Ese desamparo tuyo, Jesús amado, qué santas y fecundas enseñanzas esparce, a manera de esperanzadoras simientes, sobre el huerto del alma. Suena a crueldad decirte ahora que todo cuanto pasa, bien está que pase; suena a herejía; suena a ensañamiento; pero, cuando el alma vive de fe; cuando esta fe con su luz la ilumina, ve claramente que lo que Dios dispone es lo más conveniente para su gloria y para nosotros. Con aquel beso que te dio Judas, (traición terrible) se nos abrieron las puertas de la vida; empezó nuestra redención. Por haber Adán pecado hoy tenemos la dicha de tenerte con nosotros y...¡más que con nosotros! En nosotros, ya que te has humillado hasta convertite en pan para nutrirnos y anticiparnos el cielo que nos tienes prometido.

Y porque tuvieron los santos esposos que abandonar la paz de Nazaret para trasladarse a Belén, y aquí, tras de negarles albergue, no encontraron otro que una gruta refugio de pastores y de animales...por esa serie de penalidades, por esa interminable cadena de contratiempos, qué ejemplo de resignación para nosotros; qué méritos para tus padres, y en nuestras Navidades, cuánta alegría y poesía vibran en nuestras casas y en nuestros corazones, porque en ellas y en ellos, haciendo el nacimiento, te damos el albergue que en Belén te negaron.
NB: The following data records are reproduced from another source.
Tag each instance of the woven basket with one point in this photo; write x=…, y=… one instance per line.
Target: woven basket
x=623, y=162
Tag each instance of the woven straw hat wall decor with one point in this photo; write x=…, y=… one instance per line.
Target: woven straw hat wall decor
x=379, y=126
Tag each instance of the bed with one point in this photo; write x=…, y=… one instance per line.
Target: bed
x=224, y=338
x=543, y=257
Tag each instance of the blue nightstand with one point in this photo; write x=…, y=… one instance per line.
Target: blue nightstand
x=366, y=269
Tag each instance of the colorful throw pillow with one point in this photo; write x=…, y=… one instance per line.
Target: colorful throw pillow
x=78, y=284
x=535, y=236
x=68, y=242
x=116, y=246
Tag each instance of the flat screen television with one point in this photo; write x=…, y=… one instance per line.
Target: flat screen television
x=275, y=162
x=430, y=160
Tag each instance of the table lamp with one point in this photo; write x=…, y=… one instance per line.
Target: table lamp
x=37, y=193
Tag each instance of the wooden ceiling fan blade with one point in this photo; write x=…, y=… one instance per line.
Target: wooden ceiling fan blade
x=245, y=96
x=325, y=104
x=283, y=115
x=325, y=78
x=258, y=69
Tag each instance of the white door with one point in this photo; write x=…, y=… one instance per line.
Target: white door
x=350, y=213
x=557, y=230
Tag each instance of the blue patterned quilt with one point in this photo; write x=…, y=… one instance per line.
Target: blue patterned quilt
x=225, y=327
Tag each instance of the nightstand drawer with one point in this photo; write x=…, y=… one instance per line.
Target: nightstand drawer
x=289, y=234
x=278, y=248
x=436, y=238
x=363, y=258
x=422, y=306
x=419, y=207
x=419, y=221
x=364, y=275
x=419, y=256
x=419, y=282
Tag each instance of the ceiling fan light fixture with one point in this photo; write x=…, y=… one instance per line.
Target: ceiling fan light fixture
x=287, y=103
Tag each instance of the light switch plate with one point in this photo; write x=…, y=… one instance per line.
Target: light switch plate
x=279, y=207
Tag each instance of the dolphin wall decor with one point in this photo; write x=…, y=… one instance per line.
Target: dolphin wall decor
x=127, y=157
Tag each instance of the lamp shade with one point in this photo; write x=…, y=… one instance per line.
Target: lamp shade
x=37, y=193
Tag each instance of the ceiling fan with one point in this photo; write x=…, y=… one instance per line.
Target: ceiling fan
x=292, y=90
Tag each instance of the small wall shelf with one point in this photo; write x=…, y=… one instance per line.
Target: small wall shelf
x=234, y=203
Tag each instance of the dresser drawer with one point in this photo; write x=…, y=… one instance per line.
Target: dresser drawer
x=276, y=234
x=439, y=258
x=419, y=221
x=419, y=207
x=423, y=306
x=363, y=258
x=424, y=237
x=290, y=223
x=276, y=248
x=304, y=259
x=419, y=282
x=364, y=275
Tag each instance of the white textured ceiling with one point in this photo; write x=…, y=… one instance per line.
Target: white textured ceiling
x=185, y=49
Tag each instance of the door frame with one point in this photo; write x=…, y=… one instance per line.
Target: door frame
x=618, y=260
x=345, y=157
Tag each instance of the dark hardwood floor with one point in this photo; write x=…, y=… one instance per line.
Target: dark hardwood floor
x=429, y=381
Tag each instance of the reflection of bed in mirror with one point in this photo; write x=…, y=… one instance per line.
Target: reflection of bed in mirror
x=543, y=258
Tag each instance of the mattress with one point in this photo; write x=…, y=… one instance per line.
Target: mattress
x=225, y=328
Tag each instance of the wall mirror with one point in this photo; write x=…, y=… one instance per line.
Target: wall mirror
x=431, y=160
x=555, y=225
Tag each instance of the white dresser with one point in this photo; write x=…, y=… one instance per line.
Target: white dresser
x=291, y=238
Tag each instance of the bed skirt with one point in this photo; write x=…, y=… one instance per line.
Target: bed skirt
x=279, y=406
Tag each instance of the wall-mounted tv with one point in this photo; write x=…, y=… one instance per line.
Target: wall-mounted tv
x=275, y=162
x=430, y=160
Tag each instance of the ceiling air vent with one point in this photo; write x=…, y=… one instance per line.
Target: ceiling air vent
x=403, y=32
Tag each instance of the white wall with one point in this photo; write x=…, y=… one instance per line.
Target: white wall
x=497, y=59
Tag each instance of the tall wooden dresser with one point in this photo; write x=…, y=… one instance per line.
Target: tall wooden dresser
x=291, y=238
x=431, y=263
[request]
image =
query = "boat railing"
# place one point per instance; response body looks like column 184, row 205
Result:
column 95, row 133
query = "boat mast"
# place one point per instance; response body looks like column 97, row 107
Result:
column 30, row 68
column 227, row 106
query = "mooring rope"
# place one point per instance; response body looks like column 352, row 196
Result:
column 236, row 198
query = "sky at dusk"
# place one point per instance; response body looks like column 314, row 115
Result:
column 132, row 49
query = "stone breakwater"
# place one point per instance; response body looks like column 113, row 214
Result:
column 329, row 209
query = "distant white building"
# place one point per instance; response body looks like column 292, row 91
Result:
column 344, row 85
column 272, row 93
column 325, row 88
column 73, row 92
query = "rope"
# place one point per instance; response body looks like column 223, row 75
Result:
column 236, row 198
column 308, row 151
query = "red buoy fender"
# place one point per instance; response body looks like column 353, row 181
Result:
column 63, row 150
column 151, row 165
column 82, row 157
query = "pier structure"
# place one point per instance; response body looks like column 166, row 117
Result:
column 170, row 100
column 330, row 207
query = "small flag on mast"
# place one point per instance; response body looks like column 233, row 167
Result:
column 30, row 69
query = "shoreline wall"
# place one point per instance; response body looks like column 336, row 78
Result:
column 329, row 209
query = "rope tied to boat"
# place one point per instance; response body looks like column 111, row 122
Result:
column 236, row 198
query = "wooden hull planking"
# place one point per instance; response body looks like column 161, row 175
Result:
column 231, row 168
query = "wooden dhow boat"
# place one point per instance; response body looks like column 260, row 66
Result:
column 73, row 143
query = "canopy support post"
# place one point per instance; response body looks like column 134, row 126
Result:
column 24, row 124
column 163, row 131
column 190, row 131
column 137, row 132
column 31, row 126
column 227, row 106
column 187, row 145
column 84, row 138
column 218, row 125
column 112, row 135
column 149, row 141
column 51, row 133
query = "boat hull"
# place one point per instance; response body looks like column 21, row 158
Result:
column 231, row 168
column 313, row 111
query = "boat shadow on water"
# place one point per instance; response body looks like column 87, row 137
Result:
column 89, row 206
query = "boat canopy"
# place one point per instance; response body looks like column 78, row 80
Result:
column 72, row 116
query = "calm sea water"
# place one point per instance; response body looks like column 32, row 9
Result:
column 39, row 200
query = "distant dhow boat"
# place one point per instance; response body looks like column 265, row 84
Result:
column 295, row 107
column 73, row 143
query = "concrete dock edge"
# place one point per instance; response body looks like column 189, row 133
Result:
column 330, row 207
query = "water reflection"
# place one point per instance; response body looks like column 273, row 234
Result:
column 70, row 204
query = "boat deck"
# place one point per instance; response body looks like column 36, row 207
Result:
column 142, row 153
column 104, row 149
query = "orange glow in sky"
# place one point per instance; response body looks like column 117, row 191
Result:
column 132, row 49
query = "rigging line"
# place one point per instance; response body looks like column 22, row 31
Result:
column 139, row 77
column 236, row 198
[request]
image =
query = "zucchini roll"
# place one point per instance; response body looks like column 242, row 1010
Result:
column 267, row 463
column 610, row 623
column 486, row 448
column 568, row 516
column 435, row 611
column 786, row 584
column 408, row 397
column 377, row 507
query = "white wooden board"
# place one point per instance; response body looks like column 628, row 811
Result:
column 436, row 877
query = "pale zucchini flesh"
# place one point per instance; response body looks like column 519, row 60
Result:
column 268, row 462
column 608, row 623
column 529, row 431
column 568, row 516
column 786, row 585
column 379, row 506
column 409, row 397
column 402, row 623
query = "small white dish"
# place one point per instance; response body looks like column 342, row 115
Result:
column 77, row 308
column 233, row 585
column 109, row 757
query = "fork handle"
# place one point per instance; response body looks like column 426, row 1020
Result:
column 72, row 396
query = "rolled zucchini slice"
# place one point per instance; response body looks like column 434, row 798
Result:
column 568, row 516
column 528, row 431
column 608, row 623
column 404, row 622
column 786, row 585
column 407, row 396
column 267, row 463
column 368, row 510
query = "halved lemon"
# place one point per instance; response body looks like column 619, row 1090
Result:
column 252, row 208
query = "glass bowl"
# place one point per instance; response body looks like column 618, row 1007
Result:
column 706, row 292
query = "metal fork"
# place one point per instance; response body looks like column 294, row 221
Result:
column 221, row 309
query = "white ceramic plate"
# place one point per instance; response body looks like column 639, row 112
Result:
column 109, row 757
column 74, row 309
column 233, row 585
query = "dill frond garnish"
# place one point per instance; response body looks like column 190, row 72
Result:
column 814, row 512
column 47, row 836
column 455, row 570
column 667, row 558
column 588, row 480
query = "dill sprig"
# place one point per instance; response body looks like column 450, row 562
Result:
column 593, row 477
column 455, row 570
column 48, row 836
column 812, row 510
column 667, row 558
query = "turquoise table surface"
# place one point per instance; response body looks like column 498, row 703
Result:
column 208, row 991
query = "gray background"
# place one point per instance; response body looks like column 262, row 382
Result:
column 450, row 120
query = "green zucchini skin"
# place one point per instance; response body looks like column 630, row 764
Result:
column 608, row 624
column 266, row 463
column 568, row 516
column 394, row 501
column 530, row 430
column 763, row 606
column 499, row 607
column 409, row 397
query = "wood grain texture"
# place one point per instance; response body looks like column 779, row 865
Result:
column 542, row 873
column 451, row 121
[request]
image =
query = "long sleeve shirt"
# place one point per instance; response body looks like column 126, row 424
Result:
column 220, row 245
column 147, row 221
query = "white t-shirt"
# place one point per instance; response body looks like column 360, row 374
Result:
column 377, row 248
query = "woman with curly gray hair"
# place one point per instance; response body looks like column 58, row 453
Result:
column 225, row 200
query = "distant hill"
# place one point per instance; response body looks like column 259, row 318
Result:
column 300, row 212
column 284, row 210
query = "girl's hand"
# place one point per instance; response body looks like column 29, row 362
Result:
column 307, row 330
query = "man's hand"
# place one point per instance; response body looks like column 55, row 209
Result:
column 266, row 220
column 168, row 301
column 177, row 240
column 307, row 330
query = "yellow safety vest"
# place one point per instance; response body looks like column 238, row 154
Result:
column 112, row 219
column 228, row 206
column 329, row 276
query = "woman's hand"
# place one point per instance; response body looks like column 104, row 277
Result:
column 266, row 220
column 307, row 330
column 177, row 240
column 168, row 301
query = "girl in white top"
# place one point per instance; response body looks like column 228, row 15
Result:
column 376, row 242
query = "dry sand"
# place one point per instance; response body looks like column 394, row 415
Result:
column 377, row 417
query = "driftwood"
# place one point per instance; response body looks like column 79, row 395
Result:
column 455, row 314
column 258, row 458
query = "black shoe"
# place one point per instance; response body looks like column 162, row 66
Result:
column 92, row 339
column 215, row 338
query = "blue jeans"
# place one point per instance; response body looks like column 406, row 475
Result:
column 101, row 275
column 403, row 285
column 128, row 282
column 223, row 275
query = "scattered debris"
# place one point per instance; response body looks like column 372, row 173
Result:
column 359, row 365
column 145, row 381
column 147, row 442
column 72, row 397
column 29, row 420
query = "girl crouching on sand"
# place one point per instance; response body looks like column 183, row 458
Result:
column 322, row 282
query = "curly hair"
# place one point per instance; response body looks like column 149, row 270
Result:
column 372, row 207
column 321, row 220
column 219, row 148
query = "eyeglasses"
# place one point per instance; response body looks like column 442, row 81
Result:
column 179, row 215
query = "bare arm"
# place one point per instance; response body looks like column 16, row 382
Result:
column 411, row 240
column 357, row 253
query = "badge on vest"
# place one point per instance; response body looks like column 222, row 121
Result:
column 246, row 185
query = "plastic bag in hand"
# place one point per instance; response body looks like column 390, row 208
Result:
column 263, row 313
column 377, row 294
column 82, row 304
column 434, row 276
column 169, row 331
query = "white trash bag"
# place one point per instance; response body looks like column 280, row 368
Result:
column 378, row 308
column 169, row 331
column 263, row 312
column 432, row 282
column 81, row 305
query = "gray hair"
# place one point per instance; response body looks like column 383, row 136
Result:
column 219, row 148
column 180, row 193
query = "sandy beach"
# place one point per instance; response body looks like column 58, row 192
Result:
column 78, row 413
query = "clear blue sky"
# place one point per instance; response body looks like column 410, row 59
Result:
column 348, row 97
Hermanos: con cuanta razón afirmó San Agustín que el día del juicio final veremos que todo lo que ocurrió en el decurso de la Historia, porque así lo ordenó Dios, bien está que haya ocurrido.

Subamos ahora, hermanos míos, con las alas portentosas de la imaginación, hasta la cumbre del Calvario. Tenemos ante nosotros al divino Crucificado; aún vibra en el aire y en las densas tinieblas de la tarde la trágica pregunta. ¿Por qué me has desamparado? Y cual si otra vez la voz del Padre, como en el Tabor y en el Jordán rasgase los cielos, la oiremos constestarle: “Hijo mío: aunque no amo más al hombre que a Ti, porque sé que ése tu desamparo es transitorio y que con él alcanzarás más gloria, te he desamparado para ampararlo; y puse en tus labios la pregunta para darle una mayor garantía de su salvación. Ya le demostraste durante tu vida tu divinidad; ahora, preguntando, le revelas tu Humanidad; le dices que eres hombre, para que sepa que es él, el hombre, el que está pagando su deuda con la divina justicia.”

Y nosotros, hermanos, de rodillas, besando las divinas plantas del Crucificado, le diremos: gracias, Jesús, no sólo porque nos redimiste, sino porque habiéndote ofendido, lejos de despreciarnos, al igualarte con nosotros haciéndote hombre, nos exaltaste.